Controlling the absorption region of multi-shaped silver nanoparticles for SERS applications

Abstract

Introduction: Silver nanoparticles (Ag NPs) are pivotal in advancing surface-enhanced Raman scattering (SERS) due to their exceptional plasmonic properties. Yet, conventional synthesis methods often fail to precisely control their shape and size, impacting SERS efficiency. This study introduces a novel synthesis approach using hydrogen peroxide (H2O2) to tailor Ag NP morphologies, aiming to optimize their plasmonic resonance for improved SERS detection of hazardous substances. Methods: We utilized a chemical reduction process with H2O2 to etch and shape Ag NPs, adjusting H2O2 concentrations to control nanoparticle morphology. The characterization of the nanoparticles involved SEM, TEM, and XRD for morphology and structure, with UV-Vis spectroscopy determining their absorption spectra.

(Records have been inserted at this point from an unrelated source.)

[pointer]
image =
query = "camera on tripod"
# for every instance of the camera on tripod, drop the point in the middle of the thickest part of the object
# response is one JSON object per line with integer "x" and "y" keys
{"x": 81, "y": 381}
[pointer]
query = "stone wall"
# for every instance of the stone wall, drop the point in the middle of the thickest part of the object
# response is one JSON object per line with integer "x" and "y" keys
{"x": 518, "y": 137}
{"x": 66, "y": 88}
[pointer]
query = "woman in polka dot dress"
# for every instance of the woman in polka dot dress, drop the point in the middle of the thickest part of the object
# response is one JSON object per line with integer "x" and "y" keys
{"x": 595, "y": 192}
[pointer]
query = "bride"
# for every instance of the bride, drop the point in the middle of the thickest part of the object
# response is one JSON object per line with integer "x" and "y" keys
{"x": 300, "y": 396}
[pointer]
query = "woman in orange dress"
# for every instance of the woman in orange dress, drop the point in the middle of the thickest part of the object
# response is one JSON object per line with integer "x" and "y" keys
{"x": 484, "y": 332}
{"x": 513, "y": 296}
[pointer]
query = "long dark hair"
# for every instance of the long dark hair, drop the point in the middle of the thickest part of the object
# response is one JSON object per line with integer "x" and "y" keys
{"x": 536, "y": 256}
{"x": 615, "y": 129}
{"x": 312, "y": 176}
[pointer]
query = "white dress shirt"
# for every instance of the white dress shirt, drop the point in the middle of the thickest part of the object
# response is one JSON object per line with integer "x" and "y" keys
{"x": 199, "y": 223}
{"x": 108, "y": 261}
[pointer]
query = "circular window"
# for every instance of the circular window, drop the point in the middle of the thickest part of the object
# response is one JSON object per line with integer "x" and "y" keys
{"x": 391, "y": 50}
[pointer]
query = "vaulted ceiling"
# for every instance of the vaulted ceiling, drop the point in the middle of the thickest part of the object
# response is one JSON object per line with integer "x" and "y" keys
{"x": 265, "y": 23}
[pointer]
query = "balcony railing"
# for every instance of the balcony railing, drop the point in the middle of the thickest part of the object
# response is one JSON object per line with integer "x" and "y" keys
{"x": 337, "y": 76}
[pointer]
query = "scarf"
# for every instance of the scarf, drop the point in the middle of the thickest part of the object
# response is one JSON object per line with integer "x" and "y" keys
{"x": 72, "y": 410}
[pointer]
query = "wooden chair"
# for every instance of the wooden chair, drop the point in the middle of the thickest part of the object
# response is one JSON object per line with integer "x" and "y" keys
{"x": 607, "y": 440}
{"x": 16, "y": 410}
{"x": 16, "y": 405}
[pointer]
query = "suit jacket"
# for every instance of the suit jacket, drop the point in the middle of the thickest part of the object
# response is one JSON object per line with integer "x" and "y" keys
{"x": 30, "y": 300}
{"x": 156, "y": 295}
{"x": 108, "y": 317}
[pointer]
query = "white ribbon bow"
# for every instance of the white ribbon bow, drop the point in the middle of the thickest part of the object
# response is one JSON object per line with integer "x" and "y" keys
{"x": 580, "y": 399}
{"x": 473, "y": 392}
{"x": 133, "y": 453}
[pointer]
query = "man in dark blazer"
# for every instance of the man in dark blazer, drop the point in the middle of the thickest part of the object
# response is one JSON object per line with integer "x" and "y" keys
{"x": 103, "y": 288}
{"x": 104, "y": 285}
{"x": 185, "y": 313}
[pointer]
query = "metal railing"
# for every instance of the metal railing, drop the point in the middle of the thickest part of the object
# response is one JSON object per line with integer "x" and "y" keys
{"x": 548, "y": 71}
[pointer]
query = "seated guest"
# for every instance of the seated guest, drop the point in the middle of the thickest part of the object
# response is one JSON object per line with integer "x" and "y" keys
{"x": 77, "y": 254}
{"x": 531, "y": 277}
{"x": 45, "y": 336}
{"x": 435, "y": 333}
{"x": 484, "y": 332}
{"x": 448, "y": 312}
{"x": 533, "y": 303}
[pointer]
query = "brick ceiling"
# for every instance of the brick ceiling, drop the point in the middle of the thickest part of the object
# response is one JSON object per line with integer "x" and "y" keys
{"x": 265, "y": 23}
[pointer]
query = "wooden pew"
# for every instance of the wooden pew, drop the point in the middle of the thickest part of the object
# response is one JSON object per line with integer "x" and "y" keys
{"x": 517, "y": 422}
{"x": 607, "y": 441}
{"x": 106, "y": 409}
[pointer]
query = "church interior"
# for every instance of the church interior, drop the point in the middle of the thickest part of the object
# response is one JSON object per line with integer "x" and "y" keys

Results: The approach yielded Ag NPs with variable shapes and absorption wavelengths (330 nm to 740 nm), directly correlating H2O2 concentration with morphological changes. SEM and TEM showed diverse nanoparticle shapes, and XRD confirmed their crystalline structure. Notably, nanoparticles tuned to specific absorption wavelengths significantly enhanced SERS detection of Rhodamine B. Conclusion: Our method effectively produces multi-shaped Ag NPs with tunable optical properties, enhancing SERS application in detecting trace organic compounds. This streamlined synthesis process offers new possibilities for environmental monitoring and safety assessments.